We apologies for any inconvenience - Peter Maynard.

The Japanese Grand Prix

The Japanese Grand Prix


There is no getting away from it, a trip to the Japanese Grand Prix involves a lot of travelling and that’s before you take on the daily commute to Suzuka Circuit.

After a total of eighteen hours in the air split by a ten hour layover in Bangkok followed by a thirty minute train ride from Chubu Airport I arrived at Nagoya, my chosen base for the weekend. A city not on the tourist trail but with good transport links and enough about it to provide all that is needed, including a little sightseeing. I had the same journey in reverse going home except the layover in Bangkok ended up as twelve hours (congestion). And then there’s the eight hour time-zone difference to apply.

Public transport from Nagoya to the circuit is easy to follow and well-managed but with a variety of rail options it is best to do a bit of research in advance. My hotel was close to Nagoya station, therefore cutting down on the commute but from hotel door to circuit entrance still took up to two hours each way each day. For the record, I used the Kintetsu express train to Shiroko (51 minutes) which was a lot quicker than the stopper train, nor required the added complication of a seat reservation as per the faster Limited Express. I was hoping to see a bit of rural Japan on the train journey but it was built-up or industrialised virtually all the way.

At Shiroko there were shuttle buses to and from a drop-off near the circuit – a perfect example of efficiency and crowd management in how to move thousands of people in minutes in an orderly and controlled way. A contrast to the free-for-all chaos at Silverstone and Spa.

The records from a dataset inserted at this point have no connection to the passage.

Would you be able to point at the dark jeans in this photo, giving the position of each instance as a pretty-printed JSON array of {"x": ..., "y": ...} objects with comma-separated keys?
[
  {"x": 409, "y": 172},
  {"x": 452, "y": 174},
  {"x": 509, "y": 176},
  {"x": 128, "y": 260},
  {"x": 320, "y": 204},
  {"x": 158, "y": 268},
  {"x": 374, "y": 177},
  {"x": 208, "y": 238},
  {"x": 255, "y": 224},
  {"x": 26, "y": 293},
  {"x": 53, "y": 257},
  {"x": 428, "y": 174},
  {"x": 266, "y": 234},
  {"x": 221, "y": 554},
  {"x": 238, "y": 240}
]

The trains were generally packed, commuters and school children joining the race fans, so I did have to stand all the way each day. From the bus park there is a one kilometre walk to Suzuka Fun Park which you pass through to access the circuit entrance behind the main stand. There were no security checks entering the circuit, the gates were manned/womaned by youths who simply marked my ticket with a pen, no electronic scanner, bag search or body frisk.

As ever, I had a general admission ticket which also gave access to all but the main stand on the Friday. So for the morning practice session I worked my way around the stands from Turn 1, through the Esses to as far as permissible – Dunlop Curve, Turn 7. All these stands provide a good view but those overlooking Turns 1 and 2 are a mighty long way back from the track.

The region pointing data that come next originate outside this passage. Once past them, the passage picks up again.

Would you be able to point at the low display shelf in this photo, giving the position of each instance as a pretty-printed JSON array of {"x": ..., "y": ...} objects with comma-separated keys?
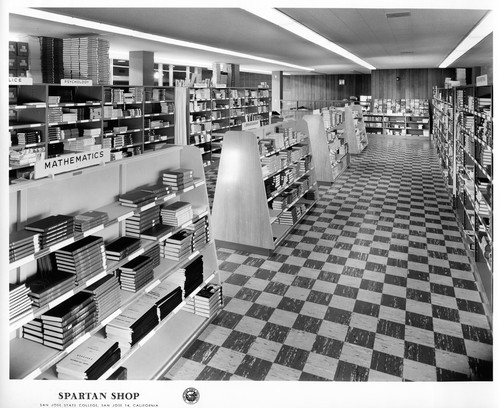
[
  {"x": 266, "y": 184},
  {"x": 30, "y": 359}
]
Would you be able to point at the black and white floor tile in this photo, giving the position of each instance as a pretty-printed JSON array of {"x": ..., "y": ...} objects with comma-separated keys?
[{"x": 373, "y": 285}]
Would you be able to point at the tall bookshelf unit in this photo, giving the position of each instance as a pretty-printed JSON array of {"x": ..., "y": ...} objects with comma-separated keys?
[
  {"x": 263, "y": 191},
  {"x": 98, "y": 188},
  {"x": 354, "y": 129},
  {"x": 48, "y": 120},
  {"x": 330, "y": 152},
  {"x": 463, "y": 136}
]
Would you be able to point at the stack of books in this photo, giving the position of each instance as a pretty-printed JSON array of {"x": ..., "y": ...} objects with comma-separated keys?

General admission (West Area) is the area from just before the final chicane to the exit of Spoon curve and consists of several grassy banks, some with rudimentary wooden terracing or rows of plastic benches. It is linked by a tarmaced perimeter road and because of Suzuka’s figure-of-eight configuration you start off walking against the direction of track and then after the crossover, with the direction of track. The views between the permitted areas are screened off and marshalled to keep people moving which is a shame because there is no traffic, it is not congested and you are right alongside the track. The hairpin section is totally screened off and you cannot see it unless you make use of the grandstand – which I did for a time on the Friday afternoon.

The furthest point of the circuit and as far as you can go is Spoon Curve with variations in the amount of visible approach or exit depending where you stand.

Another general admission area alongside the West Stretch is reached by crossing under the track through a deep dark gully – quite spooky. It provides a lateral view of the cars on the straight, not very spectacular unless pure out and out speed is your thing, but I had to try it.

For spectators, Suzuka really is a circuit of two halves. The first part of the track is where all the stands (apart from the Hairpin), infrastructure and associated buildings and amenities are. But the general admission area is as primitive and undeveloped as could be. All the facilities are temporary – portable toilets, mobile catering and the odd tent for shelter. There are tannoys but no giant screens. The viewing though is good with plenty of room especially around the areas of Spoon Curve and Suzuka’s unique crossover where I amused myself for most of Friday afternoon trying to capture the perfect shot of two cars crossing each other.

If anyone wants to know what watching motor racing in the early 1970s was like then go to the general admission area at Suzuka.

What is not so evident from television is that because the circuit shape is generally long and thin, in places the outward and return legs run very close to each other, giving good views of both at the same time. Also the track is quite hilly and there is a lot of walking to be done, especially to the general admission areas.

The race programme was disappointing, with only a Sunday morning Porsche Supercup race as support and the Suzuka 30-year anniversary parade laps. Apart from some interviews with those drivers taking part in the demonstration (mostly in Japanese) there was no live music nor the street-style entertainment such as you get in Austin, Mexico, Sochi or Azerbaijan. An interesting circuit but overall poor entertainment value.

And a final warning. Although the temperatures were not excessively high the humidity was and with a lot of water in the vicinity the insects (probably mosquitos) left their mark.